In Microsoft Windows and in Linux, managing configuration data has grown to become a huge problem. 

In Windows this is stored in the registry, which is hierarchical database.  In Linux, this is stored in plain text files, which is something of a problem as it is easy for these to be incorrectly formatted.  On the other hand, the Windows registry is also a problem, for it is a database that fails to scale.  We need a database that can efficiently handle a hierarchical tree containing a very large number of very small flat tables - the file system already provides hierarchical trees, and Sqllite provides flat tables, so the quick and dirty way to do that is the way Linux already does it. 

But both systems suffer from the big problem that any program can write to the configuration data of any other program, and no program can protect its configuration information from being changed into an inconsistent state.  It is very common to make a mistake editing the configuration data, and suffer mysterious and dreadful consequences. 

So each package should get its own private data spaces, in which it stores data both as plaintext, and as Sqlite databases. 
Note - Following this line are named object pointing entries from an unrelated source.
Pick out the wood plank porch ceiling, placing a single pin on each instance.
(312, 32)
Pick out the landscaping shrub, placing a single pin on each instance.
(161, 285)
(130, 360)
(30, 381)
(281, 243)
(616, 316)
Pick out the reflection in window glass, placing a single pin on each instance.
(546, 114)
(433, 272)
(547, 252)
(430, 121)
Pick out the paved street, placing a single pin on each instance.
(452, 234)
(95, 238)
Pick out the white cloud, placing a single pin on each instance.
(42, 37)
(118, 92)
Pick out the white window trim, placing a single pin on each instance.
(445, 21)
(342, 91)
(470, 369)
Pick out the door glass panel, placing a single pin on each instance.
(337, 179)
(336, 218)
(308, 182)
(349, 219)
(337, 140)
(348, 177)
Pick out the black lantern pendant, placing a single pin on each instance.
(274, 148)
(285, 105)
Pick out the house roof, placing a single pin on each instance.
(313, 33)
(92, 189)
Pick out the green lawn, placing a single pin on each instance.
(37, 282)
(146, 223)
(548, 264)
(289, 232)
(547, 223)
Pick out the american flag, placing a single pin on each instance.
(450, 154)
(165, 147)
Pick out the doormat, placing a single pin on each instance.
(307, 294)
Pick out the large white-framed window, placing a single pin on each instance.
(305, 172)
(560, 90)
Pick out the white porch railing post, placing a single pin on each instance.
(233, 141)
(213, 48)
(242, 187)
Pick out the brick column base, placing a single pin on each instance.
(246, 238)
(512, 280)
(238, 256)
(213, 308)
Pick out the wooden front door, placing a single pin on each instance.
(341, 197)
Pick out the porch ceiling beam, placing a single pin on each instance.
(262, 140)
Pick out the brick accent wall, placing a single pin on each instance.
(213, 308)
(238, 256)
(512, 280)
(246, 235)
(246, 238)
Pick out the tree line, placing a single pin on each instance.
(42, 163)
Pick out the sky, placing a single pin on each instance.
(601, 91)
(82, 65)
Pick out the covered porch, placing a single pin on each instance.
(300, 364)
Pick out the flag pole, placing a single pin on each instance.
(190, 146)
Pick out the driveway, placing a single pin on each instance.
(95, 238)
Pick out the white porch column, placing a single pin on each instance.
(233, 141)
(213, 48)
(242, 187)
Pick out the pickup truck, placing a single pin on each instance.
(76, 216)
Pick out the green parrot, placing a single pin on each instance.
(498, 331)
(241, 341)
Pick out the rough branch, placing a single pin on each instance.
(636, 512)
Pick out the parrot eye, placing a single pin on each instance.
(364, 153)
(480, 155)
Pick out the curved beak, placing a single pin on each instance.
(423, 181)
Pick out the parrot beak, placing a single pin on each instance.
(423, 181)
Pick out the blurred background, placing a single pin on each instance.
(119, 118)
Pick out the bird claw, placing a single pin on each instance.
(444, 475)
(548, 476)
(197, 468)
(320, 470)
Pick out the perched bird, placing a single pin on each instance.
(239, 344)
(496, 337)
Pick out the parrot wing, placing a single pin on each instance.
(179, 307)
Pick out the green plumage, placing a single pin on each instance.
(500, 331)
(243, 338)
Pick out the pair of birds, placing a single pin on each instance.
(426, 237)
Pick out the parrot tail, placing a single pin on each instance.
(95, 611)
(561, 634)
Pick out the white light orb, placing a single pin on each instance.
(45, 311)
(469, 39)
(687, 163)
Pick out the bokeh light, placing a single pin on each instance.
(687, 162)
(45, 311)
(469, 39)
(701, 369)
We want fine grained control over access to these data spaces, so that an installed package can prevent them being changed in surprising ways or to inconsistent states. 

Home
pseudo persistent process private mutable data, only accessible by single process that is an instance of the correct program of the package
Tmp
non persistent mutable data, only accessible by that process, deleted when the non persistent process ends.
Etc
read only data available to all instances of a program from the package run by the same user as the current instance. Editable only by that user through a facility provided by the package, which locks normal programs of the package from reading material subject to change.
Root
read only data available to all instances of a program from the package on a given machine. Editable only by root through a facility provided by the package, which locks normal programs of the package from reading material subject to change.

In all cases, only package code should be able to change the data, though this may well mean that the standard configuration editing tool sends messages to package code, which package code can then act on such messages in the standard generic fashion, or ignore such messages, or reject some change messages with an error message.